BERKACA PADA PENGAMEN JALANAN


#1Hari1Ayat hari ke 15
             Suatu hari saya sedang berada di dalam sebuah bis kota yang akan membawa saya ke tempat tujuan kami ke Salemba. Ketika bis sedang melaju perlahan sembari menaikkan penumpang, seorang pengamen jalanan masuk ke dalam bis. Dia mengucapkan salam serta beberapa patah kata pembuka untuk memulai pekerjaannya.

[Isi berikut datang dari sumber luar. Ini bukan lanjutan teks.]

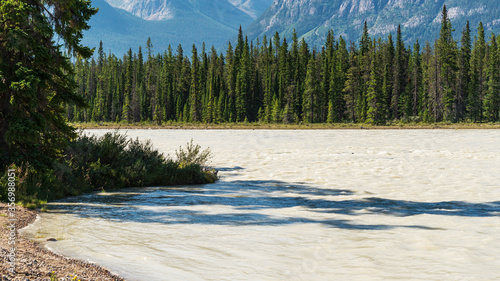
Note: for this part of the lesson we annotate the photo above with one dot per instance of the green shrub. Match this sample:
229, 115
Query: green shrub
110, 162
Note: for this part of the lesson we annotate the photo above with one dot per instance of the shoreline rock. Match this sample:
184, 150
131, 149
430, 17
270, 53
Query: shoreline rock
35, 262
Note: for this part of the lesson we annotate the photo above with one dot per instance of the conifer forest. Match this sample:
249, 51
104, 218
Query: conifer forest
274, 80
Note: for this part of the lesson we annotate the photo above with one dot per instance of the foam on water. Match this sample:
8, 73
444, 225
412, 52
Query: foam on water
301, 205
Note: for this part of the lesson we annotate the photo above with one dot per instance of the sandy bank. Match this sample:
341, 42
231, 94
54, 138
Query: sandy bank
33, 261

            Saya duduk di bangku barisan ketiga di belakang sopir, sehingga tidak bisa memperhatikan dengan leluasa tampang pengamen yang sedang memulai pekerjaannya itu. Tapi meski pun demikian saya tetap bisa mendengarkan semua yang diucapkan oleh pengamen itu.
             Mulailah sang pengamen dengan tembang pertamanya. Dengan menggunakan alat musik gitar dan harmonika. Tembang yang berbau countri itu (saya rasa begitu) dinyanyikan sang pengamen dengan sebaik-baiknya diiringi alat musik yang digunakannya.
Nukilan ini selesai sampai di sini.